Getting started with Angular 11.

A Typescript based front-end framework

Getting started with Angular 11.

Why Angular?

Numerous articles compare Angular vs React or Angular vs Vue. I won't dive deep and explain the good side and the bad side of each framework. I am not a die-hard fan of any of these frameworks or libraries. They all have their strengths and weaknesses. What matters is that they get the job done pretty well in their respective fields.

  • I chose to learn angular because of its stability. In a world where we depend on developer tools to bootstrap our app, having a stable dependency tree is critical.

  • I didn't want to learn a ton of different libraries to do something in the DOM. Angular is shipped as a framework thus all the tools you need, you have them. Just find the time to learn.

What really got me hooked with Angular is the CLI it comes with. Yes, the learning curve of Angular is steep as routing, components, service e.t.c are all bundled into one. If you are a beginner, it is really overwhelming as you find some code snippets you don't know. Trying to decipher these code snippets just shoves you down to a deeper hole without understanding the core concepts. The first thing I suggest for any beginner, read the docs. It has a very comprehensive guide on the framework and a tutorial guide that walks you through all the main concepts of angular.

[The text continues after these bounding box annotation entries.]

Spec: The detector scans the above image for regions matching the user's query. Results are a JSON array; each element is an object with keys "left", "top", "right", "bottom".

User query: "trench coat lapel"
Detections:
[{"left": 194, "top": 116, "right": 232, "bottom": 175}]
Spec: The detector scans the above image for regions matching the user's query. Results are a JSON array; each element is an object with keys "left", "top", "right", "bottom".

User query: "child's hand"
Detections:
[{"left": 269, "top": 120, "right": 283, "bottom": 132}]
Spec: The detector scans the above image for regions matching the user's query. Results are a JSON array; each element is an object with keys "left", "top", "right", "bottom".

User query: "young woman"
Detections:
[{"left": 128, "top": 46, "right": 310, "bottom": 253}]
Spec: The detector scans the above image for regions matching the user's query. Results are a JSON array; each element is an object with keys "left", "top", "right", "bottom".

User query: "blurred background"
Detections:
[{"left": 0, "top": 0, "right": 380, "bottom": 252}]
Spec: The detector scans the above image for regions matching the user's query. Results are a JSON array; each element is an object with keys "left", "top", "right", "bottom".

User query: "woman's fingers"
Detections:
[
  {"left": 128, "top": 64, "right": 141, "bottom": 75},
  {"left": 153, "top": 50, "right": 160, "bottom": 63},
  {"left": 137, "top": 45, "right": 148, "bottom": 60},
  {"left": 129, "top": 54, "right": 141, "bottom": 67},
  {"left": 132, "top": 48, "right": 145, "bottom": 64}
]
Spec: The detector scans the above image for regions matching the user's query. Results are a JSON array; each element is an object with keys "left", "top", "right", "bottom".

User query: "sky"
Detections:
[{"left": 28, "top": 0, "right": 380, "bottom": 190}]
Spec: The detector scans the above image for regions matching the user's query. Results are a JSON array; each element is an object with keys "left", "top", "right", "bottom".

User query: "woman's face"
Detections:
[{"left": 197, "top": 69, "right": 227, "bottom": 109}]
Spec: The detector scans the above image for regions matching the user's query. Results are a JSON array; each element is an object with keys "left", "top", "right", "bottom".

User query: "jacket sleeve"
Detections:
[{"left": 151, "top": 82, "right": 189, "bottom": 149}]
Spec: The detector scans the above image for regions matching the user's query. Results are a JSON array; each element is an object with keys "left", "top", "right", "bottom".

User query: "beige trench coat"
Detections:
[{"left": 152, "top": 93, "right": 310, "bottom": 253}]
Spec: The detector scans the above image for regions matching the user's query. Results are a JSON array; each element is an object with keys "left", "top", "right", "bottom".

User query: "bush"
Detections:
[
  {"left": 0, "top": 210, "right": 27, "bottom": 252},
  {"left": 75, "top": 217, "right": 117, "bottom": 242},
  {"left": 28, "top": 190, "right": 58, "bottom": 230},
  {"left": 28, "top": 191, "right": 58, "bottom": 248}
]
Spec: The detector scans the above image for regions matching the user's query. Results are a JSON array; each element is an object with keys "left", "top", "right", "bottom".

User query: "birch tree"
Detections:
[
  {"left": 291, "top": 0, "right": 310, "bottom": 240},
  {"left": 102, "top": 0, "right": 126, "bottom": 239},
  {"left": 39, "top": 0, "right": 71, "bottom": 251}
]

Setting Up Angular 11 for Development.

Prerequisites.

  • Install NodeJs on your development machine.

  • A package manager. Node comes bundled with npm by default. If not then install npm or yarn for package management.

Installing Angular

From the terminal or command line. Use sudo if you are on Unix systems.

npm install -g @angular/cli

Create an Angular app

Navigate to a directory you want to start a new Angular project then run this in the terminal. Replace <project-name> with the name of your project or app.

ng new <project-name>

The angular CLI will build a basic Angular app with this file structure.

2021-03-09_18-13.png

The root directory contains configuration files and folders needed by Angular.

  • .git - for your version control system.
  • e2e - for end to end testing.
  • node_modules - keeps all the packages your app needs.
  • src - this is where you write your application code.
  • .browserslistrc - lists supported web browsers for your app.
  • .editorconfig - configuration for your editor to maintain a uniform coding style.
  • .gitignore - list files you don't want to be pushed to a remote git repository.
  • angular.json - provides configuration tools for build and development with Angular CLI.
  • karma.conf.js - configurations for testing.
  • package-lock.json - lists a dependency tree of all your dependencies and their child dependencies in the package.json.
  • package.json - this is a manifest for your project. From scripts to dependencies your app needs.
  • README - contains markdown of commands you can use with the CLI. You can modify it to your needs.
  • tsconfig.app.json - typeScript configuration for code in the app directory.
  • tsconfig.json - specifies the root files and the compiler options required to compile the project.
  • tsconfig.spec.json - typeScript configuration for the application tests.
  • tslint.json - configuration for lint and formatting rules.

Closing Remarks

Most of your will be spent inside the src folder but it is good practice to know. I hope I did a good job explaining. Thank you for reading and have a wonderful and productive day 👋.